Взгляд, который бросил на нее Джек, говорил яснее любых слов.
— Похоже, сейчас ты соображаешь куда лучше, чем в пустыне.
— Достаточно хорошо для того, чтобы не пойти в комнату, где мы останемся наедине.
Джек несколько секунд молчал, и Хлоя задумалась было, не увидел ли он в последней фразе оскорбления. Она совсем было собралась объяснить, что не имела в виду ничего обидного, как он вдруг шагнул к ней.
— Иногда мне хочется всего лишь на несколько часов перестать думать о чудовищах, в том числе об Аджани, и перестать гадать, почему мы все здесь очутились, — негромко сказал Джек. Опасной нотки, которую Хлоя угадывала в его голосе раньше, сейчас не было вовсе, но то, что слышалось — неподдельная откровенность — искушало еще сильнее. А он взглянул на нее и добавил: — Когда мы с тобой были в пустыне, у меня случилось несколько таких минут. Хотелось бы побольше. Рядом с тобой я чувствую… что-то такое, что мне нравится. Вот и все.
— Понимаю, — кивнула Хлоя. Год за годом она так или иначе теряла себя. К сожалению, бутылки и тела только отодвигали страхи; но ответов, увы, не давали.

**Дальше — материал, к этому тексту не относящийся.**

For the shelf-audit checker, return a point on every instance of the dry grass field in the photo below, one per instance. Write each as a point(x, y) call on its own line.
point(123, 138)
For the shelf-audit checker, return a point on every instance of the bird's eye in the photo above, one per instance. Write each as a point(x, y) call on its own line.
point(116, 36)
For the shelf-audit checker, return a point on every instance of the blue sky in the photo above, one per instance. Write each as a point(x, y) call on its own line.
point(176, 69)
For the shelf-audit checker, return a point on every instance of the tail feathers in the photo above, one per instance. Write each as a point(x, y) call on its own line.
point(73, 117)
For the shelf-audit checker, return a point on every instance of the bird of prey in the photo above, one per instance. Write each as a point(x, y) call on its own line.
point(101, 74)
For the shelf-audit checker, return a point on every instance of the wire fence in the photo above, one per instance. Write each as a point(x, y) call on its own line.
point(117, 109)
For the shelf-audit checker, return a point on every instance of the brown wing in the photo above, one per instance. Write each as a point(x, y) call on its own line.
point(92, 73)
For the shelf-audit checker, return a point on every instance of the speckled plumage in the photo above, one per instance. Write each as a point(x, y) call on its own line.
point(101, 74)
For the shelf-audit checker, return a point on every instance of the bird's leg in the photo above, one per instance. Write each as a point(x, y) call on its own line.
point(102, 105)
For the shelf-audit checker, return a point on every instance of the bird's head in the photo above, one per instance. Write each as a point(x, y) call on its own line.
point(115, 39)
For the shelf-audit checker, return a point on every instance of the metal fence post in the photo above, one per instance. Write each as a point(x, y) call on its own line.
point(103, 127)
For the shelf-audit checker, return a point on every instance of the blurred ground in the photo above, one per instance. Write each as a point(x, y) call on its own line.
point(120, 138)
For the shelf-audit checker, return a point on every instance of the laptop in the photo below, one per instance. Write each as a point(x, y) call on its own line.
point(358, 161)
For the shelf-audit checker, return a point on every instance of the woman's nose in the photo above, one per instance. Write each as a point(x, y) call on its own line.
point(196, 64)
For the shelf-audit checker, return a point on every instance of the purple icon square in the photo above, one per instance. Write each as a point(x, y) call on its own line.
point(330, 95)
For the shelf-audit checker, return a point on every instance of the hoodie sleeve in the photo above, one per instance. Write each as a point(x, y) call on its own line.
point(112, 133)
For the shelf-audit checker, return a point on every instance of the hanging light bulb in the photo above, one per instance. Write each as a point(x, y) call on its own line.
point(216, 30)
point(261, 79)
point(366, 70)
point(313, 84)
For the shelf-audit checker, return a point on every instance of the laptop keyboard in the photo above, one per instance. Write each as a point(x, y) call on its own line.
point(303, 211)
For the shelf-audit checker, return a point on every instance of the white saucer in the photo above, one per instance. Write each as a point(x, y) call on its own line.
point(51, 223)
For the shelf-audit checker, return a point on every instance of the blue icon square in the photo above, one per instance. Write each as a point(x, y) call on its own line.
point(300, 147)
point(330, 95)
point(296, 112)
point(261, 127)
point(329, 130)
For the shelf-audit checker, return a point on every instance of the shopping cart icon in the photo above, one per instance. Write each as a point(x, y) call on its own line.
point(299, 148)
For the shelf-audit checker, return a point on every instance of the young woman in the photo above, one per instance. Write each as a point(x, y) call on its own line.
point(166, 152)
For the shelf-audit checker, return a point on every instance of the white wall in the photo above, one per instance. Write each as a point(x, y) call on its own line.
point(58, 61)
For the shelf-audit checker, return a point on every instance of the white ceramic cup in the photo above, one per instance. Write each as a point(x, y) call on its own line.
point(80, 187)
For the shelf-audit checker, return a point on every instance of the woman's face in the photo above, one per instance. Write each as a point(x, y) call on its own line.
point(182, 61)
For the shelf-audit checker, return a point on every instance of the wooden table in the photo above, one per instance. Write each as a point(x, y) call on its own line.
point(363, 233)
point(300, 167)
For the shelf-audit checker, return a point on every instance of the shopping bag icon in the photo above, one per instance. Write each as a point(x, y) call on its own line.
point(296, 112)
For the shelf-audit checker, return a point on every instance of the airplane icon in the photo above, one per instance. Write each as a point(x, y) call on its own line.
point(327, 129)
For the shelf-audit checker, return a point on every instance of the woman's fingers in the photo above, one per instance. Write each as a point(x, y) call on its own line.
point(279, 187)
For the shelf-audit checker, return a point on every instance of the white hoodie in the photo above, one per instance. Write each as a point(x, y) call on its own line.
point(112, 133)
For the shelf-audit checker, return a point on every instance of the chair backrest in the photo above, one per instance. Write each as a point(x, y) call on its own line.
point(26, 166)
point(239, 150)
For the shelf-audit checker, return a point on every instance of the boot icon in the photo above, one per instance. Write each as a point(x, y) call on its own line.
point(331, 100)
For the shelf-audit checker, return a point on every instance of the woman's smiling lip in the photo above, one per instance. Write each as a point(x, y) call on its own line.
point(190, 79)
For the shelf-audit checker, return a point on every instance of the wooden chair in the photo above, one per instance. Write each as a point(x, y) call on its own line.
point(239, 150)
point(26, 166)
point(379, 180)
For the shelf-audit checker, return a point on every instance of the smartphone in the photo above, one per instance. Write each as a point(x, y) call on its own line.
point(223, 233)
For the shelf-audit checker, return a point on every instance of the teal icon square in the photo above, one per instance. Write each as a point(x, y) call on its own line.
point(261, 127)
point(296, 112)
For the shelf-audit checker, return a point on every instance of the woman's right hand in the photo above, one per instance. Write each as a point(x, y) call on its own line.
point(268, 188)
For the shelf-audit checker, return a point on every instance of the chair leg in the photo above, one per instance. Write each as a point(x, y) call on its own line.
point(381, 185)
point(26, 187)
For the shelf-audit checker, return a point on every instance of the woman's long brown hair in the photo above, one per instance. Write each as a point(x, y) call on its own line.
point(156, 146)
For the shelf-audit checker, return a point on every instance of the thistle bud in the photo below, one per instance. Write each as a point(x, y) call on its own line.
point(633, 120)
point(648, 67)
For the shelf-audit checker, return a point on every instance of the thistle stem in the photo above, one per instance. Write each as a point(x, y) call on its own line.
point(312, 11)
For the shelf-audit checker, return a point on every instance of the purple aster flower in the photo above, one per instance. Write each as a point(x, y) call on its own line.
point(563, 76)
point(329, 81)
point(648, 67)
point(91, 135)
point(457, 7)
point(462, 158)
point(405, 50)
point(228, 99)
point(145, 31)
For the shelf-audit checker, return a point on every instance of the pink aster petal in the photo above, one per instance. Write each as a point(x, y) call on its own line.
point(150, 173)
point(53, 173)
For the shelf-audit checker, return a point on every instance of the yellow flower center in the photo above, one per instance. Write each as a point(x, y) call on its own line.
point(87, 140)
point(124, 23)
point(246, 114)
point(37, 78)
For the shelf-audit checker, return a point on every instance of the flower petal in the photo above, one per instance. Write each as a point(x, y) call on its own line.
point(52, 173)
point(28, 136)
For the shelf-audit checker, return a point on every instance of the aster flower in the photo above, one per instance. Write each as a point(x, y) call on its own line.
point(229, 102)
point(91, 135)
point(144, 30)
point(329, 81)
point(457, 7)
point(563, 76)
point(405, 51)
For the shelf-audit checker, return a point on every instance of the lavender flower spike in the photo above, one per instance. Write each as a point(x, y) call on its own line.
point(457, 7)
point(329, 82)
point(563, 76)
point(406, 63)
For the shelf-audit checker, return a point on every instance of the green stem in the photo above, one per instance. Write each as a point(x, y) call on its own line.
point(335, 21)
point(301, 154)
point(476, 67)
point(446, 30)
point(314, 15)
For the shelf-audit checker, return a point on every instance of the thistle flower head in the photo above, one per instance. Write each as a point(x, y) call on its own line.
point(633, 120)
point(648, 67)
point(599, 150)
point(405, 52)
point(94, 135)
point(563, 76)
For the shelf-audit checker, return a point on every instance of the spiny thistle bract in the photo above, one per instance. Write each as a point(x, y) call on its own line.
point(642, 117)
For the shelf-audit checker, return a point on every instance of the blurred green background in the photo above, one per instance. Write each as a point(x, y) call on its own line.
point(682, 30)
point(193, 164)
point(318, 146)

В то же время она никак не могла отогнать от себя инстинктивное ощущение, которое почувствовала еще на улице, когда шла сюда: желание защитить и помочь. Джексон Рид нравился ей, она испытывала к нему доверие, не имевшее, в общем-то, разумного обоснования, и ей хотелось проводить с ним время. Возможно, это была всего лишь скрытая тяга к образу ковбоя или ей просто нравилась его внешность. Так или иначе, ей хотелось больше узнать о нем, но она не намеревалась позволить так запросто уложить себя в постель и поэтому дала единственный ответ, который пришел ей на ум: — Поговорить — это хорошо.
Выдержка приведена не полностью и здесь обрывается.